How Paid Search Can Help Elect the Next President
The majority of our paid search clients are Business to Business advertisers, so our focus is less on retail marketing. However, with the election less than one year away and this study from the Rimm-Kaufman Group fresh on my mind, I wanted to take a look into providing some insight to the value of using paid search for potential candidates in the 2008 election and beyond.
According to the article, politicians are some of the slowest and least sophisticated adapters of paid search.
I did a quick survey of my own today, looking to see which candidates were leveraging paid search, and which candidates were not. I did searches for all of the major candidate names, and primaries. I also searched under specific hotbed issues such as “abortion” and “immigration”. I also searched under extremely general terms such as “election 2008”, “president” etc.
I found that across the top 3 search engines, all candidates present under Paid Search were only advertising under their name and variations of their name. The one notable exception to this is John McCain who was also advertising under very broad terms such as “President”, “Iowa primary”, and a single competitors name: “Hillary Clinton”.
The table below shows which candidates were present on which of the top 3 search engines. Only 4 of the top 8 candidates were found advertising on Google AdWords. Also 3 of the 4 advertising with Google were also found advertising with Yahoo, and 3 of the 8 were candidates were on MSN.
This data was accumulated by KoMarketing Associates on December 27th at 11:00 am EST.
Here are a few ways candidates and marketers should be looking to leverage the power of Paid Search in their political endeavors.
Paid Search as a Fundraising Tool:
- Analysts often call the fight for campaign donations or the “money race” the first primary.
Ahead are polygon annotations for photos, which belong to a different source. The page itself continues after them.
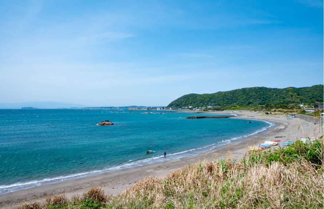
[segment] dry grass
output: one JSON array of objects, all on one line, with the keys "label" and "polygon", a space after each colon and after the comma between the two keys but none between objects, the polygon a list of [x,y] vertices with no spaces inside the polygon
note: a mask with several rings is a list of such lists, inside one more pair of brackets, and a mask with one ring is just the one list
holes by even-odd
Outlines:
[{"label": "dry grass", "polygon": [[[164,178],[143,179],[116,196],[93,188],[82,198],[68,200],[64,195],[55,196],[19,208],[323,208],[322,140],[318,143],[316,147],[322,150],[312,154],[320,158],[316,161],[319,164],[306,160],[311,157],[309,153],[305,154],[307,157],[289,158],[287,153],[291,150],[300,149],[297,151],[300,154],[306,149],[296,143],[290,151],[189,165]],[[315,150],[314,145],[303,146]]]}]

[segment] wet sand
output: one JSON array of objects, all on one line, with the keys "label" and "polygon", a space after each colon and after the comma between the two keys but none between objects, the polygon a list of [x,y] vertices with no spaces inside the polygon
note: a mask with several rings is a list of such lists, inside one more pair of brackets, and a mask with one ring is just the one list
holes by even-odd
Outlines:
[{"label": "wet sand", "polygon": [[[287,120],[283,116],[280,117],[265,116],[264,115],[242,111],[233,113],[226,111],[217,113],[235,114],[239,115],[237,118],[245,118],[252,121],[253,119],[267,120],[275,123],[276,125],[266,130],[243,139],[229,145],[216,147],[197,155],[180,159],[167,160],[158,163],[146,165],[121,170],[111,171],[84,178],[69,180],[56,184],[43,185],[28,189],[18,190],[0,195],[0,208],[10,208],[24,203],[42,201],[49,196],[65,193],[71,197],[77,193],[82,193],[94,186],[102,186],[106,193],[117,194],[134,183],[150,176],[163,177],[171,171],[204,159],[223,158],[227,155],[233,157],[241,157],[252,145],[260,141],[268,140],[281,140],[280,145],[286,141],[295,141],[296,138],[313,135],[314,128],[318,125],[306,126],[307,121],[299,118]],[[193,115],[194,114],[193,113]],[[254,116],[253,117],[248,116]],[[193,119],[217,120],[217,119]],[[311,123],[308,122],[309,125]],[[298,129],[298,126],[300,127]],[[300,128],[301,127],[302,128]],[[315,129],[319,136],[318,129]],[[321,131],[322,131],[322,129]],[[284,136],[282,138],[275,136]]]}]

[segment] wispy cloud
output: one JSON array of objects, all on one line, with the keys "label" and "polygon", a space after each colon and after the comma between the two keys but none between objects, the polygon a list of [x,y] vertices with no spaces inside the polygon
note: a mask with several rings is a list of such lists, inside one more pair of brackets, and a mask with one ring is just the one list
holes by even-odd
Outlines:
[{"label": "wispy cloud", "polygon": [[214,57],[214,56],[209,55],[204,55],[195,53],[176,53],[176,54],[190,57],[213,58]]},{"label": "wispy cloud", "polygon": [[324,2],[321,0],[299,0],[298,1],[308,6],[323,8]]},{"label": "wispy cloud", "polygon": [[108,32],[82,37],[75,43],[75,45],[91,45],[104,44],[133,36],[129,33]]}]

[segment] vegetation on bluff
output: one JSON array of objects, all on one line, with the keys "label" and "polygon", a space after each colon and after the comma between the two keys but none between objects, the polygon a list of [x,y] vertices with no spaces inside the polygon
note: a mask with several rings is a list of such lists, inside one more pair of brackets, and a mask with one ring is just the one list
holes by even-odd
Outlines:
[{"label": "vegetation on bluff", "polygon": [[288,104],[299,102],[314,104],[324,99],[324,85],[284,89],[254,87],[244,88],[211,94],[191,93],[183,96],[169,104],[168,107],[199,107],[211,105],[222,106],[235,104],[239,105]]},{"label": "vegetation on bluff", "polygon": [[238,159],[203,161],[149,177],[116,196],[93,188],[18,209],[323,208],[323,137]]}]

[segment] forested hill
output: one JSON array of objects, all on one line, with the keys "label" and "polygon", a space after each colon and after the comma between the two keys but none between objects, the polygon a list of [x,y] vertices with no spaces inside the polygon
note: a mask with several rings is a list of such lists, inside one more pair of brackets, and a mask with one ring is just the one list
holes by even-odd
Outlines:
[{"label": "forested hill", "polygon": [[218,92],[202,94],[191,93],[183,96],[174,100],[168,107],[202,106],[228,105],[262,105],[266,103],[291,104],[323,102],[324,85],[316,85],[311,87],[284,89],[254,87],[243,88],[227,92]]}]

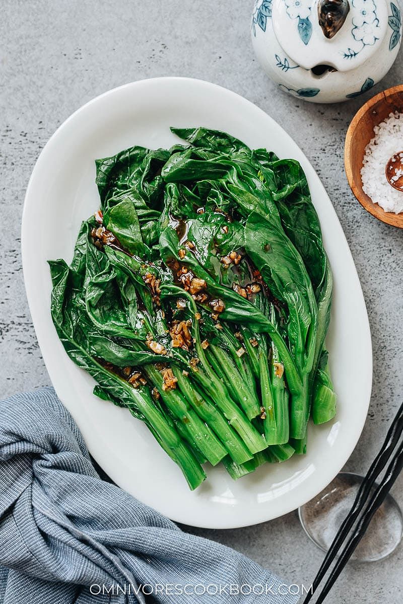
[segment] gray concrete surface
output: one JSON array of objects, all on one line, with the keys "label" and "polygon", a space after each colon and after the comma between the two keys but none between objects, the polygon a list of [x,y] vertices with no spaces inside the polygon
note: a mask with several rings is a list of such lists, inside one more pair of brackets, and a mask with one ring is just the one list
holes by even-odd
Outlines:
[{"label": "gray concrete surface", "polygon": [[[27,307],[19,252],[25,190],[41,149],[72,112],[108,89],[158,76],[201,78],[243,95],[283,126],[311,161],[333,201],[361,278],[373,342],[369,416],[346,466],[363,472],[403,397],[403,232],[373,219],[355,201],[344,175],[343,144],[347,126],[363,101],[401,83],[403,55],[364,97],[339,105],[305,103],[280,92],[255,60],[249,37],[251,4],[2,2],[1,393],[50,381]],[[402,505],[402,486],[401,478],[394,493]],[[296,513],[246,528],[196,532],[241,550],[295,583],[309,585],[322,559]],[[350,565],[326,601],[400,603],[402,562],[401,545],[382,562]]]}]

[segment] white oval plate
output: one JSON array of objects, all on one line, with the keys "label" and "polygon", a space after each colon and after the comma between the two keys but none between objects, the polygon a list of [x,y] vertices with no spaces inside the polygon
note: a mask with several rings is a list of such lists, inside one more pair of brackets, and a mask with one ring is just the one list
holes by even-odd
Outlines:
[{"label": "white oval plate", "polygon": [[[327,338],[338,395],[333,422],[310,426],[308,452],[266,464],[233,482],[221,467],[191,492],[180,470],[129,412],[92,394],[94,382],[69,360],[50,312],[48,259],[71,259],[81,221],[98,207],[94,159],[127,147],[169,147],[170,126],[204,126],[251,147],[294,158],[306,174],[334,274]],[[97,461],[123,489],[172,519],[228,528],[281,516],[319,493],[348,459],[365,422],[372,381],[368,316],[353,259],[319,178],[292,140],[249,101],[213,84],[158,78],[94,98],[59,128],[37,160],[22,218],[22,262],[33,321],[49,375]]]}]

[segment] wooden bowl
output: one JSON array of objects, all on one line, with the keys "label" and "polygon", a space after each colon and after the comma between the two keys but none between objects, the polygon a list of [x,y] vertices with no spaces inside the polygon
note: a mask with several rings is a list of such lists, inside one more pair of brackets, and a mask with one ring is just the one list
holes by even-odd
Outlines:
[{"label": "wooden bowl", "polygon": [[361,175],[365,148],[374,137],[374,126],[394,111],[403,113],[403,85],[388,88],[370,98],[355,114],[346,135],[344,167],[351,190],[363,207],[382,222],[403,228],[403,212],[385,212],[378,204],[373,204],[363,190]]}]

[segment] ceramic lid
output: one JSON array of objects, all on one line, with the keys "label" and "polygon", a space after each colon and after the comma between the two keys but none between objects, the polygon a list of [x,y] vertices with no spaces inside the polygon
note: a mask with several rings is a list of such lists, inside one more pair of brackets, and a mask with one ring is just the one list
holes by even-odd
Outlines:
[{"label": "ceramic lid", "polygon": [[329,39],[319,22],[318,2],[323,14],[329,6],[330,11],[342,10],[343,0],[273,0],[274,33],[284,51],[295,63],[306,69],[326,65],[338,71],[348,71],[380,48],[388,24],[385,0],[344,2],[344,14],[348,10],[346,20]]}]

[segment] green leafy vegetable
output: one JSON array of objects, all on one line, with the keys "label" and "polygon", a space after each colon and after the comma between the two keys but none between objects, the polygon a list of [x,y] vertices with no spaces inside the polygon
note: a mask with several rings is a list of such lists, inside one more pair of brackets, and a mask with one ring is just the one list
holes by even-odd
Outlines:
[{"label": "green leafy vegetable", "polygon": [[96,161],[100,209],[51,313],[100,399],[144,422],[192,489],[306,450],[335,414],[325,349],[332,280],[299,164],[223,132]]}]

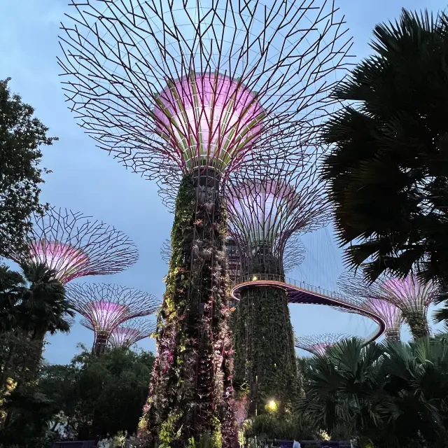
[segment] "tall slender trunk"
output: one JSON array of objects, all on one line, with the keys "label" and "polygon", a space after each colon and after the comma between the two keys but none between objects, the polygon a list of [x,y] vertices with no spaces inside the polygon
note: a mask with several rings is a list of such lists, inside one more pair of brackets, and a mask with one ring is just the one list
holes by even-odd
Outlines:
[{"label": "tall slender trunk", "polygon": [[411,329],[411,334],[414,341],[429,336],[428,319],[426,314],[424,311],[403,311],[403,318]]},{"label": "tall slender trunk", "polygon": [[286,291],[248,287],[235,312],[235,379],[248,386],[249,415],[265,413],[271,402],[280,412],[290,409],[298,376]]},{"label": "tall slender trunk", "polygon": [[214,448],[236,444],[225,232],[225,209],[215,186],[184,176],[158,318],[157,358],[139,426],[144,447],[183,447],[204,437],[211,438]]}]

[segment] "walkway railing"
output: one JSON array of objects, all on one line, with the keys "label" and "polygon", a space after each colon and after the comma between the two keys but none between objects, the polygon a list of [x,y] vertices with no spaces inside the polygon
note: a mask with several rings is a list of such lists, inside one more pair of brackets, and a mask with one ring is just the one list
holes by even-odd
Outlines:
[{"label": "walkway railing", "polygon": [[307,291],[314,293],[314,294],[318,294],[319,295],[324,295],[325,297],[329,297],[332,299],[336,299],[337,300],[341,300],[346,302],[346,299],[344,299],[344,296],[341,294],[338,294],[335,291],[332,291],[328,289],[324,289],[320,286],[314,286],[304,281],[298,281],[290,277],[286,277],[283,275],[277,274],[254,274],[252,275],[244,275],[243,276],[237,279],[233,284],[233,286],[236,286],[241,283],[246,283],[248,281],[279,281],[281,283],[286,283],[296,288],[304,289]]},{"label": "walkway railing", "polygon": [[374,313],[372,310],[368,309],[363,306],[362,301],[350,300],[346,298],[344,298],[342,294],[319,286],[314,286],[304,281],[298,281],[294,279],[286,277],[283,275],[278,274],[253,274],[250,275],[244,275],[236,279],[232,286],[232,288],[236,288],[238,285],[244,283],[248,283],[252,281],[277,281],[279,283],[284,283],[288,285],[290,285],[295,288],[302,289],[307,292],[311,292],[314,294],[321,295],[322,297],[329,298],[335,300],[340,302],[342,304],[344,304],[347,307],[351,307],[353,309],[354,313],[361,314],[365,317],[371,318],[374,321],[376,321],[378,325],[378,330],[375,330],[370,336],[365,339],[365,344],[368,344],[378,337],[379,337],[384,332],[386,328],[386,322],[376,313]]}]

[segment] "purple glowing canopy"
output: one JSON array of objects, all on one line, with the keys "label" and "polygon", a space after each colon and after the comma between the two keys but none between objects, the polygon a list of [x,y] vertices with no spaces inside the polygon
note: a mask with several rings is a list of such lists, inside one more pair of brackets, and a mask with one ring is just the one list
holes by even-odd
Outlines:
[{"label": "purple glowing canopy", "polygon": [[348,335],[314,335],[312,336],[299,336],[295,338],[295,346],[306,350],[314,355],[326,355],[327,349],[348,339]]},{"label": "purple glowing canopy", "polygon": [[89,265],[89,257],[82,249],[59,241],[31,241],[28,245],[29,258],[54,270],[56,278],[66,284],[78,276],[78,272]]},{"label": "purple glowing canopy", "polygon": [[113,302],[91,302],[87,304],[90,311],[90,318],[94,331],[102,332],[113,328],[130,314],[129,308],[120,303]]},{"label": "purple glowing canopy", "polygon": [[68,300],[84,319],[82,325],[92,330],[95,338],[107,338],[123,322],[155,312],[159,301],[152,294],[134,288],[110,284],[71,284],[66,287]]},{"label": "purple glowing canopy", "polygon": [[256,94],[218,73],[193,72],[170,82],[155,101],[155,132],[184,173],[237,165],[262,131],[265,113]]},{"label": "purple glowing canopy", "polygon": [[386,333],[399,334],[403,317],[401,310],[393,303],[379,298],[370,298],[364,306],[378,314],[386,322]]},{"label": "purple glowing canopy", "polygon": [[117,327],[111,333],[109,344],[113,346],[131,346],[134,342],[148,335],[142,333],[138,328]]},{"label": "purple glowing canopy", "polygon": [[300,194],[286,182],[250,179],[230,184],[227,197],[230,232],[237,239],[242,234],[251,246],[272,245],[279,234],[290,234],[291,211],[300,202]]},{"label": "purple glowing canopy", "polygon": [[432,281],[424,284],[413,275],[404,279],[388,279],[381,284],[384,298],[400,309],[407,311],[428,311],[439,288]]}]

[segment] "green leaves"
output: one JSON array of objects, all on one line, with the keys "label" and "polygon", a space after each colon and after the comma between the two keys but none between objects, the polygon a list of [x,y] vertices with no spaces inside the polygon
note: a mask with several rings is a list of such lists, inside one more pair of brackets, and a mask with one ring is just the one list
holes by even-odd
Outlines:
[{"label": "green leaves", "polygon": [[41,147],[57,139],[47,136],[48,129],[33,117],[31,106],[11,96],[9,80],[0,81],[0,255],[23,248],[28,218],[42,211]]},{"label": "green leaves", "polygon": [[333,435],[356,434],[375,447],[409,448],[423,446],[423,440],[443,447],[447,372],[446,341],[363,347],[356,339],[345,340],[312,358],[298,410]]},{"label": "green leaves", "polygon": [[346,260],[448,280],[448,21],[403,10],[335,91],[354,102],[324,127],[323,167]]}]

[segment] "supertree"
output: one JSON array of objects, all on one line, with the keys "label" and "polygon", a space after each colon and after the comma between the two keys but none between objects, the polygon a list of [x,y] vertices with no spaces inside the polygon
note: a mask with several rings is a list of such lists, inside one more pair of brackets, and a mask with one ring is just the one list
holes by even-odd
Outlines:
[{"label": "supertree", "polygon": [[338,281],[341,292],[351,298],[357,298],[360,307],[372,311],[386,322],[386,337],[389,340],[400,340],[403,316],[393,303],[384,299],[384,291],[379,282],[368,283],[359,272],[344,272]]},{"label": "supertree", "polygon": [[7,251],[19,264],[43,264],[62,284],[88,275],[120,272],[136,262],[139,253],[122,232],[66,209],[52,207],[31,218],[27,250]]},{"label": "supertree", "polygon": [[323,3],[72,0],[59,64],[80,125],[148,178],[181,176],[139,431],[148,446],[161,434],[236,444],[221,192],[249,154],[314,139],[335,104],[351,43]]},{"label": "supertree", "polygon": [[312,336],[299,336],[295,337],[295,346],[306,351],[323,356],[327,353],[328,347],[340,342],[345,339],[349,339],[349,335],[325,334],[314,335]]},{"label": "supertree", "polygon": [[84,319],[81,323],[94,333],[92,352],[104,352],[112,332],[126,321],[148,316],[157,310],[158,300],[133,288],[108,284],[71,284],[69,300]]},{"label": "supertree", "polygon": [[[409,325],[414,339],[429,335],[428,308],[439,293],[439,288],[432,282],[424,284],[411,274],[405,279],[382,276],[372,284],[362,274],[357,272],[344,274],[339,284],[346,295],[364,299],[365,306],[369,306],[369,301],[372,300],[379,300],[398,308],[401,317]],[[401,317],[394,308],[391,308],[388,312],[388,325],[391,326],[391,336],[393,337],[394,332],[396,333],[399,330],[398,322]],[[394,316],[396,320],[392,323]]]},{"label": "supertree", "polygon": [[428,309],[440,293],[432,281],[424,284],[410,274],[405,279],[387,279],[382,285],[387,300],[401,310],[414,339],[428,336]]},{"label": "supertree", "polygon": [[155,331],[155,324],[142,318],[127,321],[111,332],[108,344],[111,347],[130,347],[136,342],[150,337]]},{"label": "supertree", "polygon": [[[230,232],[239,244],[241,282],[246,279],[285,281],[285,248],[298,234],[326,224],[328,208],[319,182],[318,151],[300,164],[275,169],[246,170],[233,176],[227,189]],[[277,171],[278,170],[278,171]],[[296,256],[302,252],[293,246]],[[235,379],[250,388],[249,413],[275,398],[279,410],[295,399],[284,384],[298,378],[288,293],[281,284],[248,284],[239,290],[233,328]]]}]

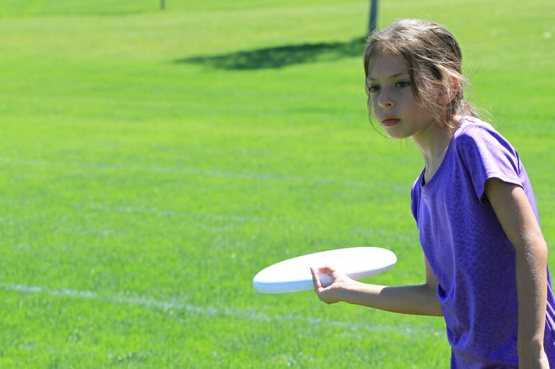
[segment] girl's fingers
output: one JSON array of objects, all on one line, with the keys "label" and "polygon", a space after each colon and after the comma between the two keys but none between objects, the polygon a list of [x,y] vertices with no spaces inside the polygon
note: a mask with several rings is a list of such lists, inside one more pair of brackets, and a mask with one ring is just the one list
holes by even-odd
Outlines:
[{"label": "girl's fingers", "polygon": [[312,273],[312,284],[314,285],[314,290],[318,292],[318,291],[322,288],[322,282],[320,282],[320,277],[318,276],[318,271],[311,267],[310,272]]},{"label": "girl's fingers", "polygon": [[318,269],[318,271],[322,274],[327,274],[330,277],[332,276],[332,274],[333,274],[334,272],[336,271],[336,270],[334,268],[332,268],[331,267],[328,266],[321,267]]}]

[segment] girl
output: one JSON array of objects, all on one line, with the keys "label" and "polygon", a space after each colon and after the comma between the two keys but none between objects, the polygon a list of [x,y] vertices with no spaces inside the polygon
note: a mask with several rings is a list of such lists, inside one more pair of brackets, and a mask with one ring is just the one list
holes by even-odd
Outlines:
[{"label": "girl", "polygon": [[[466,100],[462,53],[444,28],[402,20],[370,37],[368,109],[425,166],[411,190],[425,282],[384,287],[332,267],[314,289],[344,301],[443,316],[451,368],[555,368],[555,298],[532,188],[516,150]],[[370,118],[371,119],[371,118]]]}]

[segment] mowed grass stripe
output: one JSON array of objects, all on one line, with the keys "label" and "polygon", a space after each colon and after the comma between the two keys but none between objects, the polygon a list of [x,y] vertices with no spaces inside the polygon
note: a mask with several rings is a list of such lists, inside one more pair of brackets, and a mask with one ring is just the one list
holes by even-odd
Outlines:
[{"label": "mowed grass stripe", "polygon": [[160,300],[146,296],[128,296],[122,294],[99,294],[93,291],[80,291],[73,289],[51,289],[41,286],[27,285],[17,285],[9,283],[0,283],[0,288],[4,291],[12,291],[22,294],[44,294],[52,296],[68,296],[75,298],[101,300],[112,304],[125,304],[139,305],[148,309],[162,309],[164,310],[178,309],[186,310],[189,313],[214,316],[230,316],[246,320],[259,321],[267,323],[280,323],[288,321],[295,321],[299,323],[314,325],[331,325],[345,328],[352,332],[353,334],[364,332],[395,332],[407,335],[420,334],[437,336],[443,334],[434,328],[422,328],[404,327],[400,330],[397,325],[386,325],[382,324],[364,324],[352,322],[345,322],[328,320],[323,318],[304,316],[300,314],[284,314],[278,315],[268,315],[257,312],[254,309],[234,309],[228,307],[203,306],[185,303],[179,300]]}]

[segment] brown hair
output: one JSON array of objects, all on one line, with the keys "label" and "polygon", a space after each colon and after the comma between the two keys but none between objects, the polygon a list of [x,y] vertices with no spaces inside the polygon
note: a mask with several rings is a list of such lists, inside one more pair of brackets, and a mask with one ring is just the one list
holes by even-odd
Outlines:
[{"label": "brown hair", "polygon": [[[456,115],[477,116],[470,105],[470,84],[462,74],[463,53],[459,43],[447,29],[434,23],[418,19],[398,21],[384,30],[370,35],[364,51],[364,71],[368,76],[370,58],[386,53],[403,58],[413,83],[415,98],[435,118],[442,128],[454,130]],[[452,76],[459,80],[452,83]],[[372,120],[369,87],[368,113]],[[463,87],[467,87],[468,98]],[[445,105],[437,102],[438,93],[453,96]]]}]

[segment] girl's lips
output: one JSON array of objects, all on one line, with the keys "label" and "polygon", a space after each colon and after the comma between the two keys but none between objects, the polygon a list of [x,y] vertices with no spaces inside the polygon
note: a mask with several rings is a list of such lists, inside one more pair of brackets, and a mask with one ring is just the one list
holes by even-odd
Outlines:
[{"label": "girl's lips", "polygon": [[398,123],[399,120],[400,120],[400,119],[397,118],[386,117],[382,119],[382,123],[386,127],[391,127],[392,125],[395,125]]}]

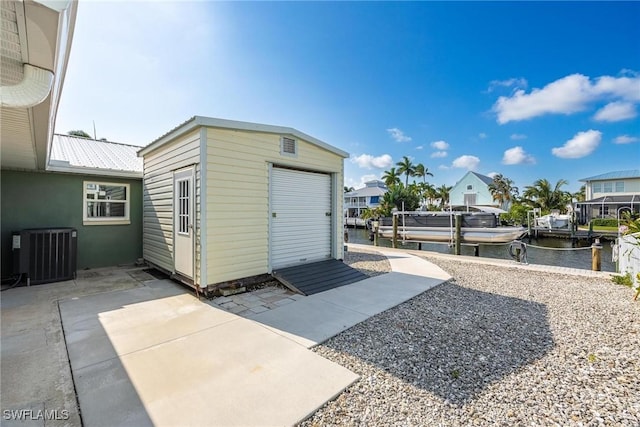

In 2008 (and in past years) the field has been highly contested with several worthy candidates fighting over the party nomination, and cash donations are the fuel that keeps the political machine running, and act as a barometer to measure legitimacy . Why do you think no one talks about Dennis Kucinich becoming the next President of the United States?
- Howard Dean was the first presidential candidate to utilize the Internet as a fundraising device. In the past, candidates usually tap wealthy and established donors for fundraising, but Dean’s funds came largely through small donations over the internet.
- When I looked at how the candidates were using paid search, and their Web sites, to facilitate donatations, the majority were either awkwardly absent from my search queries, or their Web sites’ landing pages were more for information seeking purposes than for facilitating fundraising. With more attention to paid search, I bet that hundreds or thousands of smaller donations can be brought in through this cost effective medium by pre-qualifying the traffic, and by easing them into a simplified donation process.
Paid Search as a Polling Instrument:
- Out of the top candidates featured on Google, none of them targeted their ad specifically to me as a Massachusetts resident (or technically as a user with an IP address in Massachusetts). To me this is an oversight – with the proper regional targeting in place the candidate (or rather the candidate’s managing team) could know exactly how many searches, clicks, forms, donations, etc came by a state by state or region by region basis.
- Also, amazingly, I’ve found that when I searched for a particular front-runner, no additional candidates would be displayed in competitive ads. With the aforementioned regional targeting in place, the candidate could also know how much buzz the other candidates were receiving state by state. Granted, I am not a political analyst, but that seems pretty useful to me. Here the main strength of paid search is its extreme cost effectiveness at driving traffic and collecting data on an important communications medium for candidates – internet search.
Advice for the Candidates:
- The keyword depth for the candidates that are displayed is very thin. There is a lot more value in paid search than in specifically advertising to people that already know your name. There are currently no advertisements under important issues such as Immigration and Social Security, and out of the featured candidates, only John McCain was advertising under another candidate’s name.
- Ads could be optimized and rotated to test the effect of political messages or branding, bounce rates could be analyzed to determine which landing pages were the most appealing to donors. The list goes on and on.
The traffic is there. The Web empowers voters to seek information and support their chosen candidate, but it is up to the candidates to rise to the challenge and harness this traffic.
Be advised, the opinions found here are not meant to be partisan in nature and the opinions in this article do not necessarily reflect those of the author or of KoMarketing as a whole.